Thursday, April 17, 2014
Bethlehem: a contemporary Israeli movie. The primary characters are an Israeli secret service officer and a Palestinian teenage informant. In 2013, the movie was given an Ophir for Best Film. The Ophir is the Israeli Academy of Film and Television’s equivalent of an Oscar. In its 99 minutes, this movie offers a case study as to why there has been no peace in the West Bank. In this Cain and Abel tale, the political and social difficulties existing in the West Bank are starkly presented. Sanfur (Shadi Mar’i) is a 17 year old living with his parents in Bethlehem. His brother, Ibrahim, is a Palestinian militant responsible for the death of Israelis. Razi (Tsahi Halevy) is a married Israeli secret service officer working for an antiterrorism unit and who has gotten Sanfur to assist him in tracking terrorists. The film gives different reasons as to why Sanfur chose to cooperate with Razi. You may view the Sanfur character as complex or as just a confused teenager living in a violent society. Ibrahim’s mission is simple - to kill Israelis - and while Ibrahim’s story is essential to the movie, the focus is on Sanfur and Razi. Bethlehem is written by Ali Waked, an Israeli Arab, and Yuval Adler, who also directed this excellent film. The violence of the place and times are shown primarily through Sanfur’s interactions with his family, friends and society. The film shows the mistrust many Israelis have for Palestinians as well as the mistrust that lies within the Palestinian community itself. Through the presence of the individual in Ibrahim’s Cell No. 2, the movie also makes the point that Bedouins are viewed as second class citizens within the Palestinian community. Hiham Omari, as the Bedouin Badawi, gives a powerful performance. This film appears to be an honest presentation of what is currently happening in the West Bank. Subtitled.

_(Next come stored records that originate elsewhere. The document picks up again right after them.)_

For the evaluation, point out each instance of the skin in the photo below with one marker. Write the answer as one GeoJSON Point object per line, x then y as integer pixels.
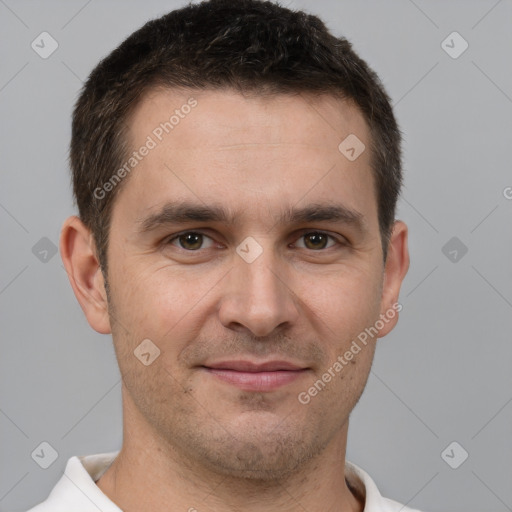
{"type": "Point", "coordinates": [190, 440]}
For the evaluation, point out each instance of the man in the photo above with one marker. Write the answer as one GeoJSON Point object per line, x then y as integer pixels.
{"type": "Point", "coordinates": [236, 169]}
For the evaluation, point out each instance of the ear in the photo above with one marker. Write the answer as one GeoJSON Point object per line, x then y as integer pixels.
{"type": "Point", "coordinates": [78, 252]}
{"type": "Point", "coordinates": [395, 269]}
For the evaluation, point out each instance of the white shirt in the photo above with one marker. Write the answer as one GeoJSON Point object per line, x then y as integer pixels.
{"type": "Point", "coordinates": [76, 491]}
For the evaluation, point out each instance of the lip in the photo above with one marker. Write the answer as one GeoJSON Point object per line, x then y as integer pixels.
{"type": "Point", "coordinates": [259, 377]}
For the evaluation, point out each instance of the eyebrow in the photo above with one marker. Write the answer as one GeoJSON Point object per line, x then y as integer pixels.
{"type": "Point", "coordinates": [182, 212]}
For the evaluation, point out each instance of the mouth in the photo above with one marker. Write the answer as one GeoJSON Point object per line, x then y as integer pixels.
{"type": "Point", "coordinates": [256, 377]}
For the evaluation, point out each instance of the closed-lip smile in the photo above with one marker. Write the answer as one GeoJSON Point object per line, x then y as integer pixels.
{"type": "Point", "coordinates": [256, 376]}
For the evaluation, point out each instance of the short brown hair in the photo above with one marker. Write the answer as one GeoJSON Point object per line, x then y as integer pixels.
{"type": "Point", "coordinates": [247, 45]}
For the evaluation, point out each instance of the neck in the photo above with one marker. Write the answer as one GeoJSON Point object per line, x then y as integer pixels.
{"type": "Point", "coordinates": [150, 475]}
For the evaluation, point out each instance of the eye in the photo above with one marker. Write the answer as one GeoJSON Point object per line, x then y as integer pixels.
{"type": "Point", "coordinates": [190, 241]}
{"type": "Point", "coordinates": [317, 240]}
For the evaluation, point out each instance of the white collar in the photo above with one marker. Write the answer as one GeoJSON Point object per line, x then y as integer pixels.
{"type": "Point", "coordinates": [76, 491]}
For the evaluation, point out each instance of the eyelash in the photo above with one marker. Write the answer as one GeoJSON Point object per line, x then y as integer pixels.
{"type": "Point", "coordinates": [168, 241]}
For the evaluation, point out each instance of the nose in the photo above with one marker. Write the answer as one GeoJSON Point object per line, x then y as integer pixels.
{"type": "Point", "coordinates": [258, 297]}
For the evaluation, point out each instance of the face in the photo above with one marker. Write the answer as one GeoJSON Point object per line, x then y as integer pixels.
{"type": "Point", "coordinates": [245, 245]}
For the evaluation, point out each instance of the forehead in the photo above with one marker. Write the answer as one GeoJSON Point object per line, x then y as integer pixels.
{"type": "Point", "coordinates": [254, 153]}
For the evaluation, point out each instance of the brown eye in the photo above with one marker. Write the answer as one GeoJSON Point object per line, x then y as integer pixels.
{"type": "Point", "coordinates": [316, 240]}
{"type": "Point", "coordinates": [190, 241]}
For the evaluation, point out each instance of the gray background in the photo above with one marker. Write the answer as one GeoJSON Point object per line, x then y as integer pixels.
{"type": "Point", "coordinates": [443, 375]}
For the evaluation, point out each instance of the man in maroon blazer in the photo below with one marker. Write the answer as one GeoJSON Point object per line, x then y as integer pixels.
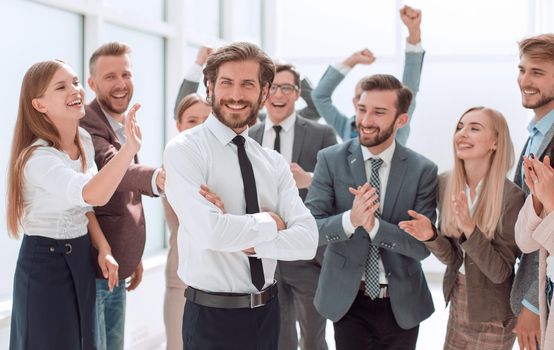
{"type": "Point", "coordinates": [122, 218]}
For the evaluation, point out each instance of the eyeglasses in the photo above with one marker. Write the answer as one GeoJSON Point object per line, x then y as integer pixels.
{"type": "Point", "coordinates": [286, 89]}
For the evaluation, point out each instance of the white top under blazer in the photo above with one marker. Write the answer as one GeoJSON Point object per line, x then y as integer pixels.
{"type": "Point", "coordinates": [53, 191]}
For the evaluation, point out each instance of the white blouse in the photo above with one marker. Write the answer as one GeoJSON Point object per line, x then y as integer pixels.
{"type": "Point", "coordinates": [53, 191]}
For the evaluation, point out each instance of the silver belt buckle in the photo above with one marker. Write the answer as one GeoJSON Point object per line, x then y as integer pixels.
{"type": "Point", "coordinates": [256, 300]}
{"type": "Point", "coordinates": [383, 291]}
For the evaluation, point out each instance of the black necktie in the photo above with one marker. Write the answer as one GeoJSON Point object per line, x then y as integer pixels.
{"type": "Point", "coordinates": [277, 143]}
{"type": "Point", "coordinates": [252, 207]}
{"type": "Point", "coordinates": [372, 263]}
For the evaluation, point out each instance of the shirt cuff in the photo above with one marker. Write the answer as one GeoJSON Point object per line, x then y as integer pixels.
{"type": "Point", "coordinates": [342, 68]}
{"type": "Point", "coordinates": [530, 306]}
{"type": "Point", "coordinates": [194, 73]}
{"type": "Point", "coordinates": [414, 48]}
{"type": "Point", "coordinates": [347, 224]}
{"type": "Point", "coordinates": [374, 230]}
{"type": "Point", "coordinates": [155, 189]}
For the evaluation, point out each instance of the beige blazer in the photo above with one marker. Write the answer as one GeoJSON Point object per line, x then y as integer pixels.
{"type": "Point", "coordinates": [489, 264]}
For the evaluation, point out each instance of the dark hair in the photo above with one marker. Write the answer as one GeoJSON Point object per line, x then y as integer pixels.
{"type": "Point", "coordinates": [387, 82]}
{"type": "Point", "coordinates": [236, 52]}
{"type": "Point", "coordinates": [187, 102]}
{"type": "Point", "coordinates": [108, 49]}
{"type": "Point", "coordinates": [538, 47]}
{"type": "Point", "coordinates": [286, 67]}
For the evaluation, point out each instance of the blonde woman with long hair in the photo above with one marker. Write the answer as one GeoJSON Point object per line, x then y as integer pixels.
{"type": "Point", "coordinates": [52, 185]}
{"type": "Point", "coordinates": [475, 236]}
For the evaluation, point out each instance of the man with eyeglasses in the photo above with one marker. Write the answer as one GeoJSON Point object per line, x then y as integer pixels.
{"type": "Point", "coordinates": [298, 140]}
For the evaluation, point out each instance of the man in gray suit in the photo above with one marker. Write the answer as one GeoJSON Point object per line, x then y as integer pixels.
{"type": "Point", "coordinates": [536, 82]}
{"type": "Point", "coordinates": [345, 126]}
{"type": "Point", "coordinates": [371, 284]}
{"type": "Point", "coordinates": [298, 140]}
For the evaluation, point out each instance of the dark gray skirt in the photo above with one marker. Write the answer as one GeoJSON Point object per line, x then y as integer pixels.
{"type": "Point", "coordinates": [54, 295]}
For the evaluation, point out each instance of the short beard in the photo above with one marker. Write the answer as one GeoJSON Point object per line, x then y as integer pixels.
{"type": "Point", "coordinates": [234, 122]}
{"type": "Point", "coordinates": [108, 107]}
{"type": "Point", "coordinates": [543, 102]}
{"type": "Point", "coordinates": [378, 139]}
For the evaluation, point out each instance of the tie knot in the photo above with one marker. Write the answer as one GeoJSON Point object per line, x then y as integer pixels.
{"type": "Point", "coordinates": [239, 140]}
{"type": "Point", "coordinates": [376, 163]}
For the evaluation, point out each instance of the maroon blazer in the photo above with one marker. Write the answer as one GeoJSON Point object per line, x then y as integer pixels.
{"type": "Point", "coordinates": [122, 218]}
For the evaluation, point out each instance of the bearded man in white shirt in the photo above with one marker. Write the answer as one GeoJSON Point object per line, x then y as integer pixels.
{"type": "Point", "coordinates": [229, 243]}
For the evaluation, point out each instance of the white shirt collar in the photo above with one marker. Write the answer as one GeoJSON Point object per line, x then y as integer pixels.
{"type": "Point", "coordinates": [286, 124]}
{"type": "Point", "coordinates": [221, 131]}
{"type": "Point", "coordinates": [386, 155]}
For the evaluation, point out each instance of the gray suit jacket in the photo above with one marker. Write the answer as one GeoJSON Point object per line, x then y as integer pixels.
{"type": "Point", "coordinates": [413, 63]}
{"type": "Point", "coordinates": [412, 184]}
{"type": "Point", "coordinates": [308, 112]}
{"type": "Point", "coordinates": [526, 283]}
{"type": "Point", "coordinates": [309, 138]}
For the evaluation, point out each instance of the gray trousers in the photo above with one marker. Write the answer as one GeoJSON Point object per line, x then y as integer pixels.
{"type": "Point", "coordinates": [297, 282]}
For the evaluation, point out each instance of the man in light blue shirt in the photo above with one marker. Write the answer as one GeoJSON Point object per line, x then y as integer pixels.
{"type": "Point", "coordinates": [536, 82]}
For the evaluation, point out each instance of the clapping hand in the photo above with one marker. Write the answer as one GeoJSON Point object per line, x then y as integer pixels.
{"type": "Point", "coordinates": [539, 177]}
{"type": "Point", "coordinates": [419, 227]}
{"type": "Point", "coordinates": [132, 129]}
{"type": "Point", "coordinates": [462, 215]}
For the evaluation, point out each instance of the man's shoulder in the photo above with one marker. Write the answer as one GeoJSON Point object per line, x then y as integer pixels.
{"type": "Point", "coordinates": [93, 116]}
{"type": "Point", "coordinates": [314, 125]}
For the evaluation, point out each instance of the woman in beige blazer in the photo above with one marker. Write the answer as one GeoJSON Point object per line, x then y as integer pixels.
{"type": "Point", "coordinates": [192, 110]}
{"type": "Point", "coordinates": [535, 231]}
{"type": "Point", "coordinates": [475, 238]}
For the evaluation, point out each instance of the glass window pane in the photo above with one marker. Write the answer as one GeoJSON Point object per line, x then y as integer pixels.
{"type": "Point", "coordinates": [20, 51]}
{"type": "Point", "coordinates": [202, 17]}
{"type": "Point", "coordinates": [472, 27]}
{"type": "Point", "coordinates": [148, 9]}
{"type": "Point", "coordinates": [245, 21]}
{"type": "Point", "coordinates": [330, 28]}
{"type": "Point", "coordinates": [148, 60]}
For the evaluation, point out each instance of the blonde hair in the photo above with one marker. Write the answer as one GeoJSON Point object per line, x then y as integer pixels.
{"type": "Point", "coordinates": [31, 125]}
{"type": "Point", "coordinates": [488, 209]}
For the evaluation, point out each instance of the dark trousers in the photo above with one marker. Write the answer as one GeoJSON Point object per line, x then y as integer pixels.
{"type": "Point", "coordinates": [370, 324]}
{"type": "Point", "coordinates": [53, 295]}
{"type": "Point", "coordinates": [207, 328]}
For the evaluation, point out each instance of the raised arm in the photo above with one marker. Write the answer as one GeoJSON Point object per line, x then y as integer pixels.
{"type": "Point", "coordinates": [413, 63]}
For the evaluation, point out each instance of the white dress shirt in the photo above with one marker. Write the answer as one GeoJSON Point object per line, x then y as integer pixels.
{"type": "Point", "coordinates": [211, 242]}
{"type": "Point", "coordinates": [471, 205]}
{"type": "Point", "coordinates": [286, 135]}
{"type": "Point", "coordinates": [53, 185]}
{"type": "Point", "coordinates": [384, 172]}
{"type": "Point", "coordinates": [119, 130]}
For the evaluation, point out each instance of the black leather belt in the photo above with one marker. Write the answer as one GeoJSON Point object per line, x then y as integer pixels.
{"type": "Point", "coordinates": [231, 300]}
{"type": "Point", "coordinates": [383, 290]}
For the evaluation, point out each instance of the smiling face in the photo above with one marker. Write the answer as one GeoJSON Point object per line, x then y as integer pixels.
{"type": "Point", "coordinates": [280, 103]}
{"type": "Point", "coordinates": [236, 94]}
{"type": "Point", "coordinates": [536, 82]}
{"type": "Point", "coordinates": [475, 137]}
{"type": "Point", "coordinates": [63, 98]}
{"type": "Point", "coordinates": [376, 119]}
{"type": "Point", "coordinates": [112, 81]}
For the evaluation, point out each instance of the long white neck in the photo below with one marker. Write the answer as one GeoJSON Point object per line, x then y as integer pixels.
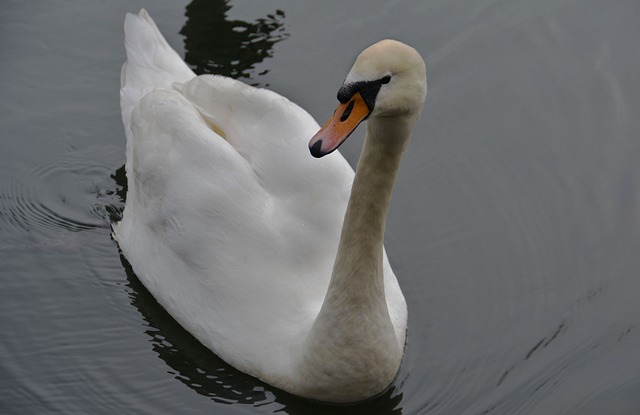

The Grand Budapest Hotel: a Wes Anderson film. I usually don’t lead with the name of the director but Anderson has become the leading off-beat comedy film director and, with The Grand Budapest Hotel, he hits a home run. The script, which Anderson co-authored, was inspired by the writings of Stefan Zweig, an Austrian Jew from the 1930’s who may have been the most widely read German author of his time. This zany tale takes place at the dawn of WW II in a fictitious Eastern European country located somewhere between Germany and Russia. The movie was actually filmed in Gorlitz, Germany. The lead character, M. Gustave, played marvelously by Ralph Fiennes, is the concierge and ruler of the Hotel. The movie opens in 1985 and the country is under communist rule. An elderly writer, played by Tom Wilkinson, is recalling his visit to the Hotel in 1968 and his introduction to the Hotel’s owner, a Mr. Moustafa, played by F. Murray Abraham. Moustafa then proceeds to tell the then young writer, played by Jude Law, how he came to own the Hotel. The Hotel is the centerpiece of the story and the timeline morphs to the 1930’s where we meet Gustave and a newly hired lobby boy called Zero (Tony Revolori), who is the young Moustafa. Then the fun begins in earnest. The Gustave character reminded me of Max Bialystock of The Producers - both romance older women and are financially rewarded. Tilda Swinton plays Madame D, who is 84. Madame D does not want to leave the Hotel because she has a premonition she will die. And, off screen, she does die; Zero shows Gustave the newspaper article about her death. Gustave and Zero head off to Madame D’s home where they meet her family, who are reminiscent of Marx Brothers characters with Adrien Brody playing Madame D’s son and Willem Dafoe playing the family hit man. There are also three bizarre sisters. As the inheritance story unfolds, the totalitarianism of the era presents itself with Harvey Keitel appearing as Ludwig and various prisoners and other characters played by Bill Murray, Edward Norton, Owen Wilson and Jeff Goldblum. Unlike many movies with star ridden casts, everyone stays in character. The 100 minute film moves at a brisk pace and you never know what oddity will happen next. There is an undercurrent in the film as to the reality that will befall the region where the Hotel is located, however, it is presented with irony and charm and plain old fun.